The Linux kernel have a huge surface area with some subtle behavior in it. There was no economic way to replicate all of that and keep it up to date in a proprietary kernel. Specially as the VM tech is well established and reusable.
WSL1 wasn't really a VM though? IIRC it was implementing syscalls over the Windows kernel.
Indeed, WSL1 isn't a VM. As I said, it's just:
> an emulation layer for Linux syscalls on top of quite a different operating system.
My point was that, in principle, it could be possible to implement Linux containers on another OS without using VMs.
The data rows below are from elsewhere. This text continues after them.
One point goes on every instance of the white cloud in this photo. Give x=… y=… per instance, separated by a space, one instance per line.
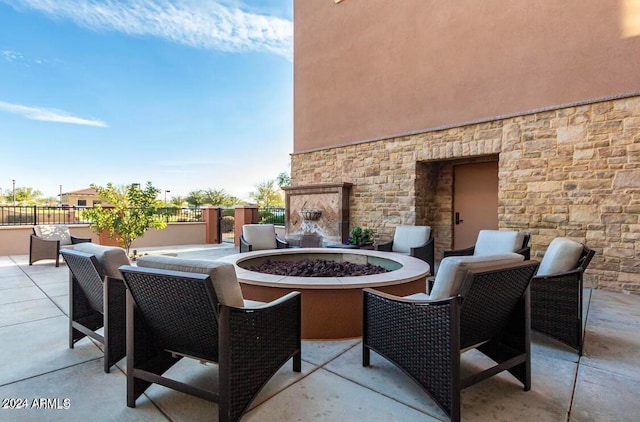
x=48 y=115
x=204 y=24
x=11 y=56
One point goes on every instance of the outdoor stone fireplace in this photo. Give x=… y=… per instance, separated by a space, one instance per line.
x=317 y=215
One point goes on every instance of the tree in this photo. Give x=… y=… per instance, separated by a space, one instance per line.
x=130 y=213
x=267 y=195
x=218 y=197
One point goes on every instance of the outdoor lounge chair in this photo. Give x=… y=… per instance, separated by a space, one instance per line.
x=425 y=338
x=194 y=308
x=47 y=239
x=97 y=298
x=557 y=292
x=416 y=241
x=257 y=237
x=491 y=242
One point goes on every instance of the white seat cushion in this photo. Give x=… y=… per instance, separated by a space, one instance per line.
x=407 y=237
x=453 y=270
x=223 y=275
x=260 y=236
x=53 y=232
x=561 y=255
x=109 y=257
x=492 y=242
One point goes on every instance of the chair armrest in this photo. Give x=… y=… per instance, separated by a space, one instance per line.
x=281 y=244
x=386 y=247
x=42 y=243
x=426 y=253
x=244 y=246
x=459 y=252
x=270 y=329
x=526 y=252
x=76 y=239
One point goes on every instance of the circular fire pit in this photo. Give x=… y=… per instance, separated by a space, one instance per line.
x=331 y=306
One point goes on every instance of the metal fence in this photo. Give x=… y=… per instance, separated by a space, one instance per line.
x=35 y=214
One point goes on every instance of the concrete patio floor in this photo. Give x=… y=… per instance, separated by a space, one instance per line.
x=36 y=362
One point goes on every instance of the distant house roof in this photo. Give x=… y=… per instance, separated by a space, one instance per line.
x=81 y=192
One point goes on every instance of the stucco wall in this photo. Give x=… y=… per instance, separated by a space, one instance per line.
x=375 y=69
x=568 y=172
x=14 y=240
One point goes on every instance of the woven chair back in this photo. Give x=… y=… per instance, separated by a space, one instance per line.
x=89 y=275
x=490 y=297
x=179 y=309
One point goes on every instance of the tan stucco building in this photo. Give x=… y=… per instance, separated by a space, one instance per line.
x=396 y=98
x=80 y=198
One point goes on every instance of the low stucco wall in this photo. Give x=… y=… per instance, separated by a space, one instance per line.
x=14 y=240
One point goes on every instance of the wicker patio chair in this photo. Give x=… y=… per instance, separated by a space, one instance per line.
x=47 y=239
x=492 y=242
x=416 y=241
x=249 y=342
x=256 y=237
x=425 y=338
x=557 y=292
x=97 y=298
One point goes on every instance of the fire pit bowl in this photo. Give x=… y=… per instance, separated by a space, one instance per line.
x=331 y=306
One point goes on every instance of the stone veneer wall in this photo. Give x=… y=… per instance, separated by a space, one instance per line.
x=572 y=172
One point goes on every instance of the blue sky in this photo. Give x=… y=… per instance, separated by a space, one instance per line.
x=187 y=94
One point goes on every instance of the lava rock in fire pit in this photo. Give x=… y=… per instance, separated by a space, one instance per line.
x=317 y=268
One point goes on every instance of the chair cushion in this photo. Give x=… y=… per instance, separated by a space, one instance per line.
x=492 y=242
x=260 y=236
x=53 y=232
x=561 y=255
x=453 y=270
x=407 y=237
x=223 y=275
x=110 y=257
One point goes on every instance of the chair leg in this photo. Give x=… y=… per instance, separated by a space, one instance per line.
x=114 y=322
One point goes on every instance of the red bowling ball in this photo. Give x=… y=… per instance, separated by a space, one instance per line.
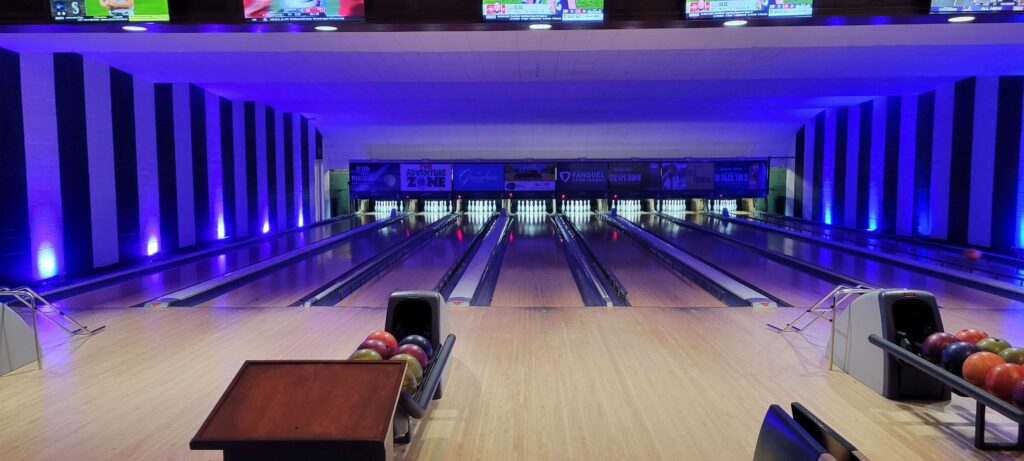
x=971 y=335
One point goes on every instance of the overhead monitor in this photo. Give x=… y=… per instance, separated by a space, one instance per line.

However, as you said (and so did I), in practice no one has. Probably because it's just not worth the effort compared to just using a VM. Especially since all your containers can share a single VM, so you end up only running 2 kernels (rather than e.g. 11 for 10 containers). That's exactly how Docker on WSL2 works.
gVisor has basically re-implemented most of syscall api, but only when the host is also Linux.
I think that's the point. You don't have to run the full kernel to run some linux tools.
Though I don't think it ever supported docker. And wasn't really expected to, since the entire namespaces+cgroup stuff is way deeper than just some surface level syscall shims.